Besides the Backstop, the main source of criticism for the Withdrawal Agreement is that it sets out no vision of the trading future for the UK. This means that the UK could be binding itself to leave on hugely unfavourable terms without the ability to pull back. The Leave campaign was centred on a brighter future, and we should expect no less. The Chamber looked at the Withdrawal Agreement in the North East, here.
It might be acceptable if the Withdrawal Agreement is attached to the agreed Parliamentary Brexit outcome, and at least that way, business would have some idea of where the UK will land, and what preparations might be required, rather than current levels of ambiguity in which all options are still on the table.

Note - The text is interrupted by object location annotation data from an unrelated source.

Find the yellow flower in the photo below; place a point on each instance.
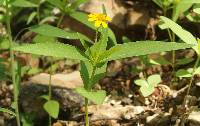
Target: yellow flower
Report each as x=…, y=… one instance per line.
x=99, y=20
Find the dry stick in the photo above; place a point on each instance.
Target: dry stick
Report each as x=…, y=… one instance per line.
x=86, y=99
x=50, y=87
x=172, y=39
x=188, y=91
x=12, y=64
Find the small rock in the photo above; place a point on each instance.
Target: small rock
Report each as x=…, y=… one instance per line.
x=162, y=119
x=107, y=111
x=194, y=119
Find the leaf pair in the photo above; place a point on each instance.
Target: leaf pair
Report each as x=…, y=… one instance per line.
x=184, y=35
x=187, y=73
x=147, y=87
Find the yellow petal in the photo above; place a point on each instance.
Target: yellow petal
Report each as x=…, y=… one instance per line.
x=108, y=18
x=97, y=24
x=105, y=25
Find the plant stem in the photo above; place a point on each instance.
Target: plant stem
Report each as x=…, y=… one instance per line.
x=60, y=19
x=172, y=39
x=188, y=90
x=191, y=80
x=88, y=87
x=12, y=64
x=38, y=13
x=50, y=77
x=86, y=113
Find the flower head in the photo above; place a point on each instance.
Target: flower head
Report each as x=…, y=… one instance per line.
x=99, y=20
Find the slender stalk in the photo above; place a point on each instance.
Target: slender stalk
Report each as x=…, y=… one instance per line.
x=86, y=113
x=172, y=39
x=191, y=80
x=60, y=19
x=188, y=90
x=12, y=64
x=88, y=87
x=50, y=87
x=38, y=13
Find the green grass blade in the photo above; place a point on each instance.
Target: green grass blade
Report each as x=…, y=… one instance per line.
x=141, y=48
x=53, y=49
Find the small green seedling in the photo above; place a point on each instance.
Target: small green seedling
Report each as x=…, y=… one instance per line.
x=147, y=87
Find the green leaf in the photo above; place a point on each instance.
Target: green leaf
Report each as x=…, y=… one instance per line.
x=1, y=2
x=184, y=61
x=141, y=82
x=154, y=80
x=53, y=49
x=7, y=111
x=52, y=108
x=159, y=61
x=23, y=3
x=95, y=96
x=83, y=18
x=197, y=10
x=183, y=73
x=86, y=73
x=42, y=38
x=140, y=48
x=77, y=3
x=83, y=42
x=48, y=30
x=57, y=3
x=31, y=17
x=180, y=8
x=186, y=36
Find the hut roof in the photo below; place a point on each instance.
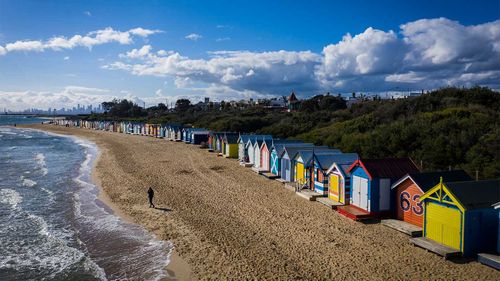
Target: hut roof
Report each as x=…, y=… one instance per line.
x=428, y=180
x=293, y=150
x=280, y=147
x=327, y=160
x=292, y=97
x=231, y=137
x=476, y=194
x=387, y=167
x=307, y=155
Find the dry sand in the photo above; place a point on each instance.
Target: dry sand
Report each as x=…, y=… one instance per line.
x=227, y=222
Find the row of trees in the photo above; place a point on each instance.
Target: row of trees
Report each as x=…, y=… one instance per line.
x=450, y=127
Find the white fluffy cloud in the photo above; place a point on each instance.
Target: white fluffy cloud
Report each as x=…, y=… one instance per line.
x=424, y=54
x=68, y=97
x=428, y=53
x=193, y=37
x=99, y=37
x=240, y=70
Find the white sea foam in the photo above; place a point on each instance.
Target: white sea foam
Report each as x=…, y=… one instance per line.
x=28, y=182
x=42, y=224
x=42, y=165
x=10, y=197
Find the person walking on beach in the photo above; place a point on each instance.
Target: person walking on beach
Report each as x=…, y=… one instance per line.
x=151, y=194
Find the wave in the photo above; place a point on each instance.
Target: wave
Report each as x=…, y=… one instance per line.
x=10, y=197
x=42, y=165
x=145, y=256
x=28, y=182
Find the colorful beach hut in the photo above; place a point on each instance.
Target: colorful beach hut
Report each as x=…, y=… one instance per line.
x=265, y=155
x=410, y=188
x=339, y=182
x=371, y=181
x=460, y=217
x=277, y=153
x=322, y=163
x=230, y=145
x=303, y=167
x=287, y=156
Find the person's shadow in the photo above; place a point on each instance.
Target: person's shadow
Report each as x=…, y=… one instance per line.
x=163, y=209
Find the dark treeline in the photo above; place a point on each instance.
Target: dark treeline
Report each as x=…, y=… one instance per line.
x=448, y=128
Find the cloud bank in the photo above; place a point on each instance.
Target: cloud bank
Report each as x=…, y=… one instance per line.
x=58, y=43
x=423, y=54
x=68, y=97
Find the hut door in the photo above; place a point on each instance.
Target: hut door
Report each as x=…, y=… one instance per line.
x=313, y=177
x=443, y=224
x=333, y=191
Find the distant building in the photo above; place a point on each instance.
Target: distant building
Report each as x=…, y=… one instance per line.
x=293, y=102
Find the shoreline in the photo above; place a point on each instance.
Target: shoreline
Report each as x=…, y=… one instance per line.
x=229, y=223
x=177, y=268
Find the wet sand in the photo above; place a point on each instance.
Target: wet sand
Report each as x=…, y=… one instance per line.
x=226, y=222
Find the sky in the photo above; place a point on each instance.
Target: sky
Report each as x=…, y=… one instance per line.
x=61, y=53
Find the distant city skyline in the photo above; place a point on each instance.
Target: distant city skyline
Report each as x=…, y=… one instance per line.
x=60, y=53
x=79, y=109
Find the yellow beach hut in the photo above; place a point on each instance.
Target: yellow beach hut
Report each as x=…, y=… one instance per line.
x=459, y=217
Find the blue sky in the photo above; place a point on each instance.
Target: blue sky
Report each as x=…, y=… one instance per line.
x=240, y=49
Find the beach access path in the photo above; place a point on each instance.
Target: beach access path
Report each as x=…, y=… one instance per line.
x=227, y=222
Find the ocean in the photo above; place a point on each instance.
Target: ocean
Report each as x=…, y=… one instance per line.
x=52, y=224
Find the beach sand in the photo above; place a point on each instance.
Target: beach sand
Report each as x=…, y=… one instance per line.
x=226, y=222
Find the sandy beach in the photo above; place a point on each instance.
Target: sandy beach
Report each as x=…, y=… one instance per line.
x=226, y=222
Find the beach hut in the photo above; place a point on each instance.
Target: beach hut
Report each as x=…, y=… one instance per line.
x=277, y=152
x=371, y=181
x=265, y=154
x=250, y=150
x=459, y=216
x=243, y=144
x=303, y=162
x=256, y=148
x=230, y=145
x=287, y=156
x=411, y=187
x=339, y=182
x=199, y=136
x=212, y=141
x=242, y=148
x=492, y=258
x=322, y=163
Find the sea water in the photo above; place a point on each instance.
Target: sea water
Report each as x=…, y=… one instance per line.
x=53, y=226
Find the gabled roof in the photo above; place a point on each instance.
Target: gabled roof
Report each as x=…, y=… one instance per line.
x=393, y=168
x=475, y=194
x=292, y=97
x=280, y=147
x=267, y=143
x=231, y=137
x=200, y=132
x=428, y=180
x=325, y=161
x=342, y=168
x=247, y=137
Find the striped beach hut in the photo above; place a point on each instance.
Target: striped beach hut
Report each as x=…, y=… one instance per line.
x=265, y=156
x=460, y=216
x=339, y=182
x=304, y=166
x=322, y=163
x=287, y=157
x=230, y=145
x=411, y=187
x=277, y=152
x=199, y=136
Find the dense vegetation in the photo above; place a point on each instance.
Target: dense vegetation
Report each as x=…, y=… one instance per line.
x=448, y=128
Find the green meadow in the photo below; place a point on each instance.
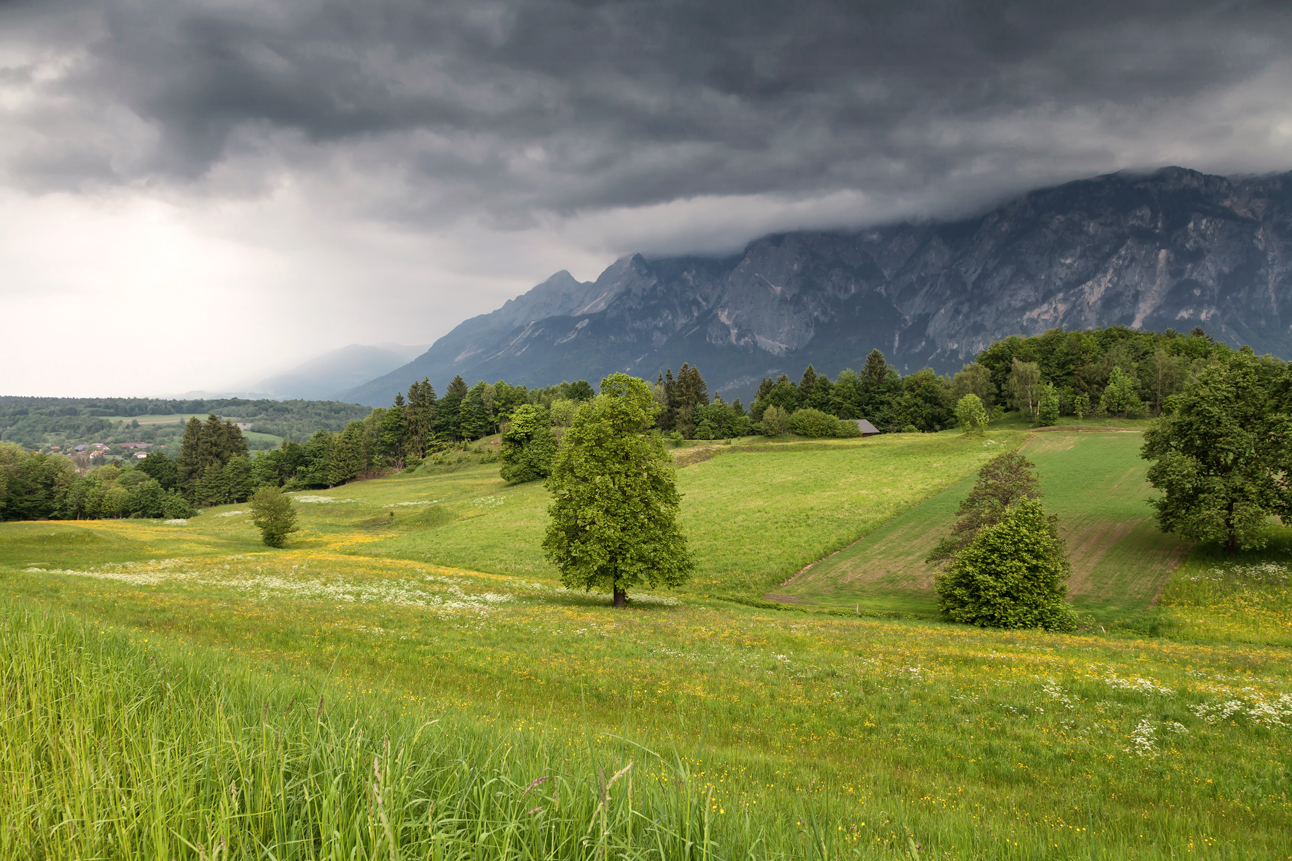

May has announced she will resign once the Withdrawal phase is completed (i.e. this Agreement passes). However, following the third defeat last week, there was intense speculation when the Prime Minister concluded "I fear we are reaching the limits... in this House". Could we have a new Prime Minister, or election, by the weekend?
This vote is currently pencilled in for Thursday, but who know what will have happened by then. This has been an incredibly dynamic process, in which we’ve barely moved an inch forward since 2016, but we might finally get a breakthrough in finding out what Brexit means, and, critically, how we can best be ready for the future.